21 Oct 2004

An Australian faces Singapore's gallows

The Age

October 21, 2004

The death penalty is unconscionable, no matter what the crime.

Nguyen Tuong Van is a foolish young man. He took an extraordinary risk in an attempt to repay a drug-related debt incurred by his twin brother. He will now, most likely, pay for that debt with his life. Singapore's Court of Appeal yesterday rejected an appeal against a mandatory death sentence imposed on Nguyen in March for drug trafficking. In December 2002, the 24-year-old Melbourne man was arrested as he attempted to pass through Changi Airport en route from Cambodia to Australia. Strapped to his body and concealed in his luggage was 396 grams of heroin. The death penalty has been mandatory in Singapore since 1975 for anyone found with more than 15 grams of the drug. Execution is by hanging and Nguyen could earn the unenviable distinction of becoming the first Australian citizen to be executed in the island nation. His only hope now is a plea for clemency to Singapore President S. R. Nathan. Clemency is rarely granted in a country that has executed more than 400 people since 1991. Most of those hanged have been drug traffickers. The Singaporean Government does not publish statistics about death sentences or executions. It is not known how many prisoners are on death row. What is known is that Singapore has one of the highest per capita execution rates in the world, surpassing even China, which is responsible for about 85 per cent of the world's judicial executions.

In Australia, the death penalty was finally abolished when Western Australia removed it from the statute books in 1984. The last person to be executed in this country was Ronald Ryan, hanged at Pentridge Prison in 1967, although other Australians have since been executed overseas. There is little evidence to suggest that a continuation or resumption of the death penalty would in any way have acted as a deterrent against serious crimes in Australia. The homicide rate nationwide remains relatively stable. The Singaporean experience has been that capital punishment has scarcely had an impact on drug trafficking. In Texas, the United States jurisdiction in which more executions are carried out than any other, there has actually been an increase in the number of homicides in recent years.

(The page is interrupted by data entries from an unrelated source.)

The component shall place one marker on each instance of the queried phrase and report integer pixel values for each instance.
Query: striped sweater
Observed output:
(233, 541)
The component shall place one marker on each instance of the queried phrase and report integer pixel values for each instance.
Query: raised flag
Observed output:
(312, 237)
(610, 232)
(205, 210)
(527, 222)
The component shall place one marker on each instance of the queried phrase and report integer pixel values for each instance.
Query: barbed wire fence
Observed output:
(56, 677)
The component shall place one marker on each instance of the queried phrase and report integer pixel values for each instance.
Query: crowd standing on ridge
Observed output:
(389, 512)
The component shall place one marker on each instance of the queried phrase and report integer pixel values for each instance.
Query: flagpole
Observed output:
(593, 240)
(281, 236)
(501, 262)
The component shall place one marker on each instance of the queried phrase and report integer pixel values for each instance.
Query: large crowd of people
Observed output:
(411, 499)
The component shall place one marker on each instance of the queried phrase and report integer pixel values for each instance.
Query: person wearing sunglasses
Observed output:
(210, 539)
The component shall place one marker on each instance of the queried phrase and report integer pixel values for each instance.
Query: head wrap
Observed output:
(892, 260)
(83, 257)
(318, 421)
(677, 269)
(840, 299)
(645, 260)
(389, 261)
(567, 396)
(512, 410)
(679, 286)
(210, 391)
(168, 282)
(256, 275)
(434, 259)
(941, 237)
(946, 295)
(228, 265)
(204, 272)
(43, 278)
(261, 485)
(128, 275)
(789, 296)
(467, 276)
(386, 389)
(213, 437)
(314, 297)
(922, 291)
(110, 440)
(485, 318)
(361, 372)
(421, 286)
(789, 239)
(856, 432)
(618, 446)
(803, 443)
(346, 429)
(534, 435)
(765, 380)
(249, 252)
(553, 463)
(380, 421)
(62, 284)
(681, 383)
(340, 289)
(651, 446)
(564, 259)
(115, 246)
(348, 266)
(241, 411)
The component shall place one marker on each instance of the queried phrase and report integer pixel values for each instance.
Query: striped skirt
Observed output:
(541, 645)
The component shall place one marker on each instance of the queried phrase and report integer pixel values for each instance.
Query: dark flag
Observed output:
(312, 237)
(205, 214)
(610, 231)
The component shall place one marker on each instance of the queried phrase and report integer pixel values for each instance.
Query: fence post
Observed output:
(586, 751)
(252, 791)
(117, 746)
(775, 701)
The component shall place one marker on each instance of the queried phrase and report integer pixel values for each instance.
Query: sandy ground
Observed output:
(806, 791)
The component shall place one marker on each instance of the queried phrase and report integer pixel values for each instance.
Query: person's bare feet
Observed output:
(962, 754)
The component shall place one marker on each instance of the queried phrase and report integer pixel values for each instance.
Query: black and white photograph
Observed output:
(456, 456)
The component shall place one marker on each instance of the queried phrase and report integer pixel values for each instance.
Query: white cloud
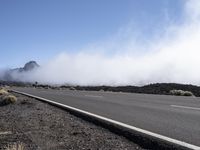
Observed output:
(170, 58)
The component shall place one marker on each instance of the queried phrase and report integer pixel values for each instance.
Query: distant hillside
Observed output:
(10, 75)
(157, 88)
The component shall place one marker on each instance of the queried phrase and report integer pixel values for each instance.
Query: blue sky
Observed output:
(41, 29)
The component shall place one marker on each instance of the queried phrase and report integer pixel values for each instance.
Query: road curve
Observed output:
(174, 117)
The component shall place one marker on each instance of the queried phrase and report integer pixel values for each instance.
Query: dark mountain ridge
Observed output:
(10, 75)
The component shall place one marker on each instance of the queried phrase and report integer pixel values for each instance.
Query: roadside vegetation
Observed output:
(6, 98)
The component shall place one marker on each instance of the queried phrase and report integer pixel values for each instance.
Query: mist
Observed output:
(172, 56)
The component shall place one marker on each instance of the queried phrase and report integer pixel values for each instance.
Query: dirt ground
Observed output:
(30, 124)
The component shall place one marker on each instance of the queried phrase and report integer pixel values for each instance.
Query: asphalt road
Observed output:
(171, 116)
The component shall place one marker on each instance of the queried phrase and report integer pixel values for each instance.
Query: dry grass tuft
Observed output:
(15, 146)
(9, 99)
(3, 92)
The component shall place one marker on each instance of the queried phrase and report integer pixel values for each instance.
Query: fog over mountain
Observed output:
(171, 57)
(18, 73)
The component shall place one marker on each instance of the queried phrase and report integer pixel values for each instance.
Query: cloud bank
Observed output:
(170, 57)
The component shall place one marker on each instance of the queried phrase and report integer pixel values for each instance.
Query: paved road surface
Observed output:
(174, 117)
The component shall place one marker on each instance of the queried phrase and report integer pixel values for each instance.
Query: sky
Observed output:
(102, 42)
(40, 29)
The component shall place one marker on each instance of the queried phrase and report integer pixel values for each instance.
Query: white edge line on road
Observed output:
(168, 139)
(185, 107)
(96, 96)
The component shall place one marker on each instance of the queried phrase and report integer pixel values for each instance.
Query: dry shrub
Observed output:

There have been flashes of ambivalence in the attitude of Australians to capital punishment in recent years. Outrages such as the Bali bombings have served to refocus public attention on the issue. But the lesson of the abolition debates in Australia last century was clear: taking one life for even the most heinous of crimes in no way upholds or protects the value of all human life. The Age remains opposed to the death penalty, both here and overseas. The Australian Government has already made entreaties on Nguyen's behalf. It must continue to remind Singapore that judicial executions are an unconscionable violation of human rights that no truly civilised nation ought to condone.


Anonymous said...

Who cares about execution as a deterrent? It is more like taking out the garbage. Singapore - do not back down in the face of the whining bleeding heart liberals. Hang him.